Face ao exposto, podemos considerar que a Grande Transformação consistiu essencialmente


na extensão do sistema de mercados a todas as esferas da vida humana e à medida que esta
extensão se tornava mais densa e difusa, as relações próprias da vida em comunidade e em
família tornaram-se subordinadas à logica de mercado e pelos padrões de troca mercantil,
resultando na desagregação da vida em comunidade e na acumulação capitalista que se
passou a processar a uma escala até então inédita. No lugar da cooperação imediata passou a
haver cooperação indireta por meio de bens de troca, determinada pelo carater impessoal das
relações sociais do capitalismo, onde as mercadorias passaram a assumir o estatuto de
realidade. Nesta perspetiva, os mercados autorregulados revelam-se uma mera utopia do
pensamento económico e político liberal que implicaria a destruição da democracia política e
da liberdade individual. E, segundo planei, “semelhante instituição não poderia existir
duradouramente sem aniquilar a substância natural e humana da sociedade; destruiria
fisicamente o homem e transformaria o seu meio ambiente num deserto.”
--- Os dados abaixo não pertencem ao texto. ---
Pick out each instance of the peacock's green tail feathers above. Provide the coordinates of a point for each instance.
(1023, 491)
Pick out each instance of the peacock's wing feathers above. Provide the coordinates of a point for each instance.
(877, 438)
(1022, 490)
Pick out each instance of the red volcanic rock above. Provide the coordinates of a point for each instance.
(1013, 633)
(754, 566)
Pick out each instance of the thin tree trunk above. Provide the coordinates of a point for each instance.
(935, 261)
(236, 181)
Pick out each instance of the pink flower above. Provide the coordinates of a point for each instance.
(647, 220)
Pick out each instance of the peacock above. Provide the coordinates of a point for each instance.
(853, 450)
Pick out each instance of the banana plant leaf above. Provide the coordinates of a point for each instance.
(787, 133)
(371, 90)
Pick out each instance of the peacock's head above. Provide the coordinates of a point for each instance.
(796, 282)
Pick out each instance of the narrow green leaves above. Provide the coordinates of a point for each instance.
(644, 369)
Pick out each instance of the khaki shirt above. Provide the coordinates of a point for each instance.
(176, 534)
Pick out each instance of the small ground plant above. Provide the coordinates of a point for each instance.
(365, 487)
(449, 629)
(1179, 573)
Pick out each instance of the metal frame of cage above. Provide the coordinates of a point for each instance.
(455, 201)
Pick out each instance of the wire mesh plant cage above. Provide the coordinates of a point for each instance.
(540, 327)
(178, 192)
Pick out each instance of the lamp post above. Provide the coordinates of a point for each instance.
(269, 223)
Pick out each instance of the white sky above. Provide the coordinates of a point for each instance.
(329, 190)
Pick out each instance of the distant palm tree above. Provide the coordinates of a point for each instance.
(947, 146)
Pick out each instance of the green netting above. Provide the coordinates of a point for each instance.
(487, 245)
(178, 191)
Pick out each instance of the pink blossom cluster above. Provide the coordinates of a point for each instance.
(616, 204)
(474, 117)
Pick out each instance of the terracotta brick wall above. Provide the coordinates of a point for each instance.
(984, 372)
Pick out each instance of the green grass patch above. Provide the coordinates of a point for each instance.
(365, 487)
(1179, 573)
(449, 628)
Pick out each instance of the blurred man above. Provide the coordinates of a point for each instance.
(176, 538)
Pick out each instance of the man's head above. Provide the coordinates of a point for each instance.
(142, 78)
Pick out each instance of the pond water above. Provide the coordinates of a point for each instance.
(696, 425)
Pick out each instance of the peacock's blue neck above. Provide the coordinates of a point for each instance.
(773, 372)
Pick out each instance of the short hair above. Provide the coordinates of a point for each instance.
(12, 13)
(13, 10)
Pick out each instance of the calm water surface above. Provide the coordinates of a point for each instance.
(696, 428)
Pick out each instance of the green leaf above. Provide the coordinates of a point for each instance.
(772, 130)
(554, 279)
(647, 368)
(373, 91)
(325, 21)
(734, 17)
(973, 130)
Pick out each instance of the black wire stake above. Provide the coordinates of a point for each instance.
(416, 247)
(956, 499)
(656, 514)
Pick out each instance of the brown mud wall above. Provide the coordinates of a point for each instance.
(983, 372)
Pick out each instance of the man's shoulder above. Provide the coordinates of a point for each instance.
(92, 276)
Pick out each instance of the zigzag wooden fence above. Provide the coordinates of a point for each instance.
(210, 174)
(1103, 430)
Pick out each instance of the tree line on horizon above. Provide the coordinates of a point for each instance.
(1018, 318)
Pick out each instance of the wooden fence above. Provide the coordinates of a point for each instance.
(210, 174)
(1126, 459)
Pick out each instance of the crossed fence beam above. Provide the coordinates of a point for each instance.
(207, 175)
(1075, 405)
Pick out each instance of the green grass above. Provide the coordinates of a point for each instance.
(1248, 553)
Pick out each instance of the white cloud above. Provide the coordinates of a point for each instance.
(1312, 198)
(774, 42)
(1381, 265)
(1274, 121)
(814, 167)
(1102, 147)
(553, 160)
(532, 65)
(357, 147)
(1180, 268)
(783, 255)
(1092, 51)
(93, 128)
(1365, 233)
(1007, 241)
Assim percebe é um erro tratarmos a natureza e os seres humanos como objetos cujo o preço
será inteiramente determinado pelo mercado. A própria “força de trabalho” não pode ser
governada, aplicada de qualquer maneira ou deixada até por utilizar, sem que isso afete
também o indivíduo que é o portador dessa mercadoria. Afinal, os atores sociais estão
inscritos em estruturas de relações, estando longe de serem indivíduos atomizados,
calculadores racionais agindo de forma mecânica para maximizarem a gratificação de
preferências egoístas. Em suma, percebemos que a verdadeira crítica a fazer à sociedade de
mercado não é o facto de ela se basear na economia, mas por esta se basear no interesse
privado. Um conceito que não se encontra sequer relacionado com a própria palavra
economia. O que se verifica atualmente é que a economia não se ocupa mais com toda a casa,
isto é, do impacto do subsistema económico na sociedade como um todo, no seu contexto
sócio-ecológico-cultural. Em vez disso, a economia refere-se a essas apenas como
externalidades. A primeira Grande Transformação, defendida por planei, levou à
desincrustação e desumanização da economia, no entanto verifica-se que existe sempre os
contramovimentos defensivos que refrearam a ação do mecanismo autodestrutivo. E, assim,
uma segunda Grande Transformação, por uma nova incrustação da economia na sociedade.